In “Effect of situation similarity on younger and older adults’ episodic simulation of helping behaviours,” the researchers show how previous experience plays a role in how both younger and older adults imagine helping others in the future.
“We use bits and pieces of our memories for the past to imagine new scenarios,” says Campbell, Canada Research Chair in the Cognitive Neuroscience of Aging. “The same brain regions are activated when we remember the past and imagine the future — in fact, it has been proposed that we evolved to have such good memories for the past to allow us to learn from our experiences and plan for the future.”
To complete the study, the researchers took the novel approach of consulting with younger adults and older adults to develop problem scenarios that resonated with their experiences. This allowed the scenarios used in the study to be targeted to the populations taking part in the experiment.
Once the scenarios were developed, participants were divided into groups of younger and older adults and provided with a written description of a problem targeted to their age group, such as “this person needs help filing their taxes” or “this person needs help with their online dating profile.”
Participants were asked either to imagine the problem scenario or, in the control group, to assess the writing style.

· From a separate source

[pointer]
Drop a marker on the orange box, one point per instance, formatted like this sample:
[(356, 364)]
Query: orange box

Then all participants answered questions about their willingness to help in the scenario provided, the vividness of the scene and their level of emotional concern.
What the team found was that simulating an episode that connected with previous experience increased participants’ willingness to help among both older and younger adults.
For older adults in particular, this finding shows the significance of situation similarity in episodic simulation, building on the team’s previous work around willingness to help in the COVID-19 pandemic, in which participants had very little experience to draw from when imagining helping others.
“In the COVID-19 study, the situations were novel to both older and younger adults, and people tended to produce fewer details from their own memories in imagining these scenarios and more informational or knowledge-based details,” says Campbell. “This suggested that if you have less personal experience with something, you may rely more on your knowledge, which is what older adults usually do in these tasks. So we wanted to see if we used problem scenarios that are more or less familiar to older adults, can we push this effect around?”
Campbell says that the new study’s findings could show promise for encouraging helping behaviours.
“Thinking about helping someone increases your desire to help that person, and when we’ve been in a similar situation ourselves before, it makes us even more willing to help,” she says. “This is important, as getting people to imagine helping others could increase prosocial behaviour in our society.”